The devious crook's perverting of justice came to light during a £300,000 fraud investigation.
Baker – who ran Westminster Consultancy, based in Harbour Street, Whitstable – set himself up as a financial genius offering advice on investments and re-mortgaging.
But during a five–week trial at Canterbury Crown Court, which involved police sifting through 33,000 documents, the jury heard his only experience was three years selling insurance with Abbey National.
Judge Heather Norton told him his "incompetence was only matched by his arrogance".
During his five days in the witness box, Baker – who even had his own house repossessed – criticised the police for seizing his computers and preventing him from doing more investments.
Judge Norton said: "No doubt the entire courtroom breathed a sigh of relief that you did not."
Baker, who was convicted of five fraud charges and admitted two charges of perverting the course of justice, "frittered away" nearly £300,000 within two months.
Among his victims were a widow and two retired teachers who he conned into investing money with him.
The judge said Baker was "not just dishonest, but also callous", adding: "You had neither the experience or the business acumen or indeed the qualifications.
"He was living a Walter Mitty-esque existence... persuading people that he had money in the bank and charmed them into trusting him with their money..." - prosecutor Abigail Husbands
"But you were not convicted because of you incompetence and I am not sentencing you because of your stupidity.
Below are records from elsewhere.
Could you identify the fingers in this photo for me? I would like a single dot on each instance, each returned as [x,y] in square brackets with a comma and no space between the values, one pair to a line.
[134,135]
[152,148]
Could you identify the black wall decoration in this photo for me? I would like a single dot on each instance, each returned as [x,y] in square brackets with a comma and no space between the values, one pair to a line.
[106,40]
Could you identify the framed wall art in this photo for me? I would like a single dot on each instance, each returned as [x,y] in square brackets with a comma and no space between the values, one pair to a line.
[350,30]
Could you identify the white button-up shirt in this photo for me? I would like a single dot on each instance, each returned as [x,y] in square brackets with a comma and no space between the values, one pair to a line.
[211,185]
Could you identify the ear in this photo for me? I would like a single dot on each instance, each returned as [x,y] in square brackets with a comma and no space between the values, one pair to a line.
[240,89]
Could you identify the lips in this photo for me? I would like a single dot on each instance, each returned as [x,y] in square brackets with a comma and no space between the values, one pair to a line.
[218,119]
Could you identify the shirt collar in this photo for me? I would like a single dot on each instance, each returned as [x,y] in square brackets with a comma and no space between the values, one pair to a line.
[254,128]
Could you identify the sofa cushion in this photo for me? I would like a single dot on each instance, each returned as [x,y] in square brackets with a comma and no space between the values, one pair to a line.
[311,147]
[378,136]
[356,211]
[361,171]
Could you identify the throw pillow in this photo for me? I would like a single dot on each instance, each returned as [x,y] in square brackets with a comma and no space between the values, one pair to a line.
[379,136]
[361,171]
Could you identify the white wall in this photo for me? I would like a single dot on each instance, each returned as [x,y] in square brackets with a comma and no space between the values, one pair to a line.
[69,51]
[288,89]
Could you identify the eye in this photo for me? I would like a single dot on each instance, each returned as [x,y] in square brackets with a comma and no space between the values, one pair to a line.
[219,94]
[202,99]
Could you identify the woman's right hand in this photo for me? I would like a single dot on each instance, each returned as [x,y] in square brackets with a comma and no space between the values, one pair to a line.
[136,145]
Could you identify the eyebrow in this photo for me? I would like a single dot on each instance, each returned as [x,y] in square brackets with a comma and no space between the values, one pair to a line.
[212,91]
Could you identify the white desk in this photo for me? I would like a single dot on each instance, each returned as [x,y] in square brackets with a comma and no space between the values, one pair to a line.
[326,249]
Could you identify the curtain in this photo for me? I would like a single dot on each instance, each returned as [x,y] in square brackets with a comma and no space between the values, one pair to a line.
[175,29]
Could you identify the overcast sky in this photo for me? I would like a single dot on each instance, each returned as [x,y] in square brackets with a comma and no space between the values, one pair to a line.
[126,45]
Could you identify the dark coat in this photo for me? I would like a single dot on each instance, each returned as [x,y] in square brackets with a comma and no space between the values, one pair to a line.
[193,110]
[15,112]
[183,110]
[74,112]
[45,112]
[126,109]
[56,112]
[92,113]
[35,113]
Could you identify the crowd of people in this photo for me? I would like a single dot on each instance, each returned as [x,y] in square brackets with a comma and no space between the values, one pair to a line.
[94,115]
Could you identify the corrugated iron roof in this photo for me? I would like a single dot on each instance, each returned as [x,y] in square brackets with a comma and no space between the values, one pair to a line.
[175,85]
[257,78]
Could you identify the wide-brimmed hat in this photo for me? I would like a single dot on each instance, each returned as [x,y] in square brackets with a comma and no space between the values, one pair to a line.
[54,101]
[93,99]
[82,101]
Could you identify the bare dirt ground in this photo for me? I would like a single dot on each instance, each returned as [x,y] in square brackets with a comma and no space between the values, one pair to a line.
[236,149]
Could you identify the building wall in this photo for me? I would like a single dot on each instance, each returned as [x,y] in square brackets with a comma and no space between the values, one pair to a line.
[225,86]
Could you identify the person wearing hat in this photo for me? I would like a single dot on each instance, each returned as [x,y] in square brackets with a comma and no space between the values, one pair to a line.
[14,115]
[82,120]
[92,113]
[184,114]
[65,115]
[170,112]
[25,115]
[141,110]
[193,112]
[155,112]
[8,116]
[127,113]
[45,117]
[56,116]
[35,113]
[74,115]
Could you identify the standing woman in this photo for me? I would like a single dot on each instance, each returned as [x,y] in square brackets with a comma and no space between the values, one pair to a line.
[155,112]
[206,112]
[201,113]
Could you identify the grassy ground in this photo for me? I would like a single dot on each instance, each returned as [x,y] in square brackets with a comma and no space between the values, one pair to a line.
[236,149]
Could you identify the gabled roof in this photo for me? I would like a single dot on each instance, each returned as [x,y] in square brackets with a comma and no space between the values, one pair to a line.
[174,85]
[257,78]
These were serious offences of dishonesty."
Prosecutor Abigail Husbands said Baker was a "Walter Mitty-esque character", who had created fake bank accounts to hide his financial dealing.
She said: "Westminster Consultancy purported to offer advice, particularly with people with debt problems.
"But in 2007 he had little money and needed money to fund his lifestyle, business expenses and to try and get an income for himself.
"He gained the trust of people, got them to re-mortgage their houses and then pay the money into bank accounts that he could access."
Ms Husbands told the court Baker "promised to invest the money to earn large amounts of money for them (investors) within a year."
The case was heard by Judge Heather Norton
She added: "But that money was spent in various ways, overheads, business expenses, which were taken out in cash.
"Two sets of vulnerable people were consequently left with large debts on their houses without any real prospect of them being able to pay those debts."
The prosecutor revealed that in 2010, following complaints made to police, officers raided Baker's flat in Tilmanstone where officers found papers, including fake bank accounts.
"The prosecution say those bank accounts were to be used in fraud – because they would serve no other useful purpose," she added.
Ms Husbands added widow Jacqueline Browne handed over £177,000 and Brian and Maria Gannon gave Baker £103,000 by Baker, who appeared "knowledgeable and plausible".
She said Ms Browne's money was placed into a bank account to which Baker had access – and virtually all of it was withdrawn within a month by the consultant.
"No investments were made and he just frittered the money away. On one occasion he took some family and colleagues to America taking £12,000 out in cash for the trip.
"He was living a Walter Mitty-esque existence telling others about his inflated ideas, persuading people that he had money in the bank and charmed them into trusting him with their money."
The officer who led the probe, DS Alec Wood was commended by the judge for his "diligent investigation".